Everything has been working like a dream during trial period. No any packet loss, no hangs, throughput was perfect, BGP sessions uptime was >30 days. All perfect.
Then, we decided to buy P1 licence, as our router interfaces are 1GBit only for now.
After installing licence, some of our customers started to complain of VPN disconnections and hangs.
We've found packet loss, which were caused by CHR instance. Actual loss was between 0.5 and 5%. For example:
--- 188.8.131.52 ping statistics --- 1000 packets transmitted, 987 received, 1% packet loss, time 11987ms 489 packets transmitted, 480 received, 1% packet loss, time 5968ms 1000 packets transmitted, 996 received, 0% packet loss, time 11987ms 1000 packets transmitted, 996 received, 0% packet loss, time 11987ms 1000 packets transmitted, 994 received, 0% packet loss, time 12948ms 1000 packets transmitted, 993 received, 0% packet loss, time 11996ms
Loss rate rised again after crossing 80mbit+.
Our conslusion was - there is either some underlying queue on CHR instance, which dropping packets, or HW problem.

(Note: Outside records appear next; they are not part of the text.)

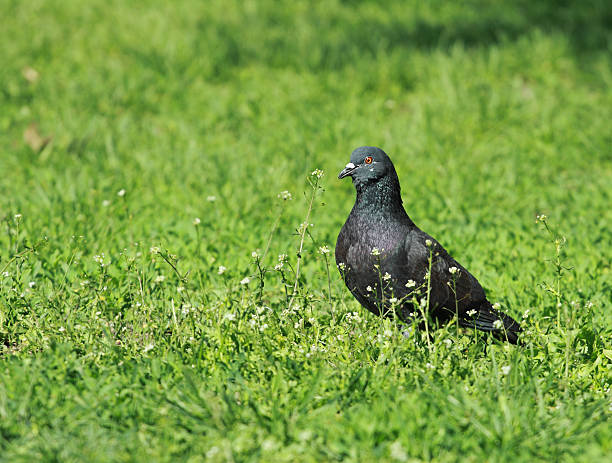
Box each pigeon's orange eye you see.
[364,156,373,164]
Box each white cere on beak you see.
[346,162,356,169]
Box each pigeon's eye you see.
[364,156,373,164]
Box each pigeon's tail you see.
[459,303,522,344]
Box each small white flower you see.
[274,263,283,270]
[366,286,373,292]
[371,247,381,256]
[585,301,594,309]
[218,266,226,275]
[80,280,89,287]
[425,239,432,247]
[259,323,268,332]
[426,362,435,370]
[318,245,330,254]
[206,195,217,202]
[225,312,236,321]
[311,169,324,178]
[383,329,393,338]
[240,277,250,285]
[14,213,22,220]
[154,275,165,283]
[298,222,309,234]
[2,271,9,277]
[383,272,391,281]
[102,200,111,207]
[278,254,287,262]
[405,280,416,288]
[493,319,504,330]
[448,266,458,275]
[251,251,259,259]
[177,286,185,293]
[144,343,155,353]
[467,309,477,316]
[193,217,201,226]
[501,365,511,375]
[443,339,452,347]
[277,190,292,200]
[338,262,346,271]
[389,297,398,304]
[117,189,126,197]
[150,246,160,254]
[523,309,530,319]
[389,441,408,462]
[492,302,501,310]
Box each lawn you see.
[1,0,611,461]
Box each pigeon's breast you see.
[336,214,410,280]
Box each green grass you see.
[1,0,611,461]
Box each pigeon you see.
[335,146,521,343]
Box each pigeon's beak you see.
[338,162,357,179]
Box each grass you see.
[1,0,611,461]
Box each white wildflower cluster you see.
[154,275,165,283]
[535,214,547,223]
[240,277,251,285]
[371,247,381,256]
[143,343,155,353]
[102,200,111,207]
[193,217,201,226]
[448,266,458,275]
[425,239,433,247]
[337,262,346,271]
[311,169,324,179]
[366,285,373,292]
[218,266,227,275]
[523,309,530,319]
[181,304,193,316]
[501,365,511,375]
[492,302,501,310]
[345,311,362,323]
[93,253,110,267]
[274,254,287,271]
[389,297,398,304]
[117,189,126,197]
[150,246,160,255]
[277,190,292,201]
[467,309,477,317]
[29,281,36,288]
[493,319,504,330]
[248,306,271,332]
[225,312,236,321]
[383,272,391,281]
[2,271,9,278]
[207,195,217,202]
[251,250,260,259]
[405,279,416,288]
[584,301,594,309]
[318,245,330,255]
[14,213,22,220]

We 've carefully examined ESXI stats and Mikrotik interfaces/vlans stats: no drops, no errors. Nothing.
Then, I have created new CHR instance, installed same 6.37.1 version, obtained new P unlimited trial for 60 days, imported all settings from P1 licenced server.
Voila, everything backs to normal, no VPN drops, no LOSS!

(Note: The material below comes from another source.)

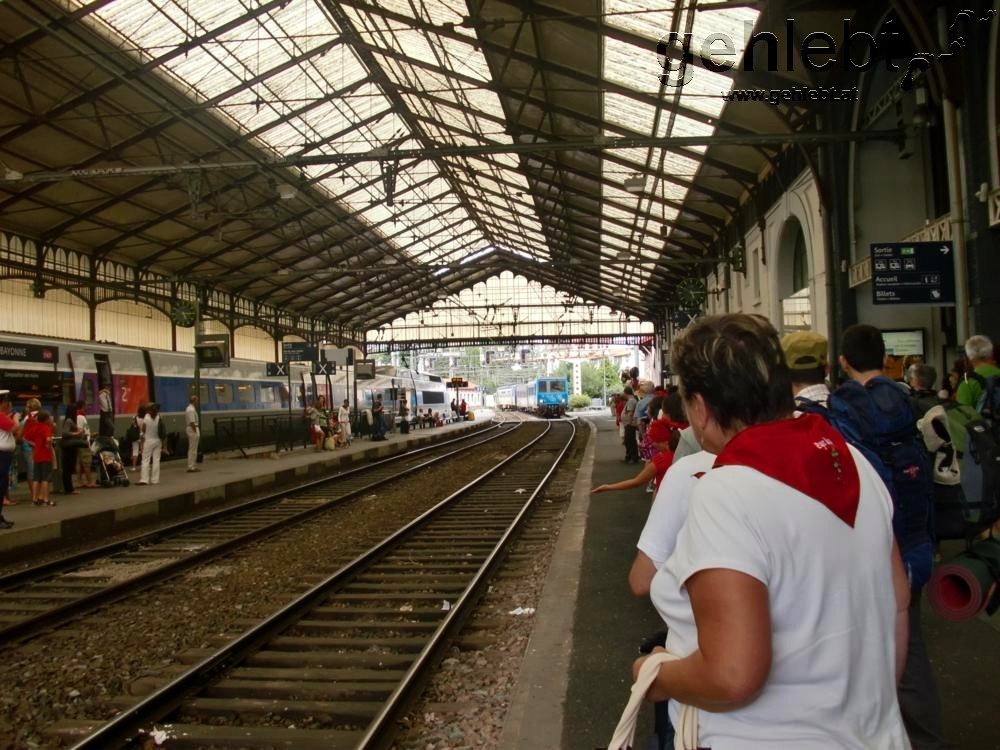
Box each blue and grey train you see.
[495,377,569,417]
[0,332,450,451]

--- 184.108.40.206 ping statistics --- 1000 packets transmitted, 1000 received, 0% packet loss, time 13303ms 1000 packets transmitted, 1000 received, 0% packet loss, time 13238ms 1000 packets transmitted, 1000 received, 0% packet loss, time 12970ms
1. There have to be some underlying, hidden queue in P1 and most likely P10 licence, which limiting interface speed to licence level speed, and is most likely improperly configured and dropping packets, even when our interface rates are much smaller than 1GBit ceiling.

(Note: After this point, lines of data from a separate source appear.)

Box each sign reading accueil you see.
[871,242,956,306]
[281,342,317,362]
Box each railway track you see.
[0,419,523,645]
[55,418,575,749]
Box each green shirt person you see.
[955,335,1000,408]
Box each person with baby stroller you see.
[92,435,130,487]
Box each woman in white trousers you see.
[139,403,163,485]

2. Mikrotik engineers should NOT place any underlying queues on bottom of CHR. As for me - this is unprofessional and should never happen. Interface limitation should be done by software/driver modification, so that interface should _not negotiate speeds above licenced ones_. For example by shadowing "advertisement link speeds" and allowing to link only speeds below 1000mbps fdx for example, and applying apporiate patch for driver or driver interface between winbox and driver. This should be best way, as it's not harming and influencing router passed traffic any way.
3. I have created support ticket, however it's not processed (and most likely will not be processed) because they ask for supout.rif. Sorry, i can't run old buggy P1 instance on production server.
4. Besides of packet loss experienced on P1 licenced instance, we didn't had any other problems with VoIP or games (at least customers didn't reported that). However, Apollo Games machines UDP VPN tunnel seems to suffered a lot (probably also a design fault on this machines - seems like UDP over UDP, and they don't use TCP on bottom VPN layer maybe).. So you may experience loss on your instance, and even don't know that.